Henri Becquerel, Marie Curie and Magic Power of Radioactivity

  February 06, 2021   Read time 1 min
Henri Becquerel, Marie Curie and Magic Power of Radioactivity
Nuclear science is an interdisciplinary science and it cannot be reduced into just one disciple, because numerous scientists from different fields of scientific study have contributed to its formation. One might be a chemist while the other worked on physics. However, the final result was a science that could define a historical epoch and age.

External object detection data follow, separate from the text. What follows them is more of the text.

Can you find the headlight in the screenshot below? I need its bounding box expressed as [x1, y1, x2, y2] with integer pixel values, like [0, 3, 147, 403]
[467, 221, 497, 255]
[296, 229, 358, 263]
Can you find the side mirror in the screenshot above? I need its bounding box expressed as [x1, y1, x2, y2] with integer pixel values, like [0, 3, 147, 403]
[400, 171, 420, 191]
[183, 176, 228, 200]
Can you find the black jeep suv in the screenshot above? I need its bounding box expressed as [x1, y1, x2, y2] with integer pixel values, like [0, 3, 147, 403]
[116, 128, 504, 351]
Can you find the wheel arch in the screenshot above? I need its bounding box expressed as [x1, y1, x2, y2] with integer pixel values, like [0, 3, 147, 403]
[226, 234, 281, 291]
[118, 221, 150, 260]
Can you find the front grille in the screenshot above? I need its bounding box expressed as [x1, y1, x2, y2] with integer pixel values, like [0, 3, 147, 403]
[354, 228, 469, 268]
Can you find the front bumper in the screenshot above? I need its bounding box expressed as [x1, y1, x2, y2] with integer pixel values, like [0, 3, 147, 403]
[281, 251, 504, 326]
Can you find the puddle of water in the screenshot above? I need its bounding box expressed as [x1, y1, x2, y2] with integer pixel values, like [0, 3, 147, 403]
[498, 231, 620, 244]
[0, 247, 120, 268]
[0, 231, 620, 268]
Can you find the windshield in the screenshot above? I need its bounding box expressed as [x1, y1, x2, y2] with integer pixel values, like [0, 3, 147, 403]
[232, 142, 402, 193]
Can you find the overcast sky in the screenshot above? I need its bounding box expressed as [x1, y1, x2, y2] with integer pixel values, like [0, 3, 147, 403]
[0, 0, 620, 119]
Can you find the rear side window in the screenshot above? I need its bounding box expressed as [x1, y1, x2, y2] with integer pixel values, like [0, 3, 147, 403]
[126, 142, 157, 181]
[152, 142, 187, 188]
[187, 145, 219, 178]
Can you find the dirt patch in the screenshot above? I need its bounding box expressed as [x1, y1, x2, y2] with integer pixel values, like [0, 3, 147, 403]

Becquerel’s accidental discovery of radioactivity is one of the defining moments in the history of nuclear science and technology. At the time, the only known forces in classical physics were those associated with either gravitation or electricity and magnetism. Physicists in the late nineteenth century felt comfortable that they understood the universe and how it functioned. The discovery of radioactivity presented them with an annoying little puzzle—the solution of which spanned twentieth-century science and required a detailed understanding of how a new “strong nuclear force” functioned at very short ranges (on the order of 10−15 meter) within the atomic nucleus. When Becquerel discovered radioactivity, physicists and chemists still treated atoms as tiny, indivisible spheres. In 1898, the Polish-born French scientist Marie Curie (1867–1934) gave the name radioactivity to the phenomenon discovered by Becquerel. Working with her husband, the French physicist Pierre Curie (1859– 1906), she isolated the natural radioactive elements radium and polonium from a uranium ore called pitchblende. Scientists immediately began to investigate the strange emissions from various naturally radioactive substances. They soon discovered that when a radioactive source was placed in a magnetic field, three distinctly different activities took place. They called these emissions alpha rays, beta rays, and gamma rays. Scientists noticed that some emissions (the alpha rays) steered in a negative direction (suggesting the presence of a positive charge); other emissions (beta rays) steered in a positive direction (suggesting the presence of a negative charge); while still other emissions (gamma rays) remained totally unaffected by the imposed magnetic field. Several years later scientists associated alpha rays with the positively charged nuclei of helium-4 atoms; beta rays with energetic electrons emitted from within the atomic nucleus; and gamma rays with photons of intensely penetrating electromagnetic radiation emitted by processes within the atomic nucleus.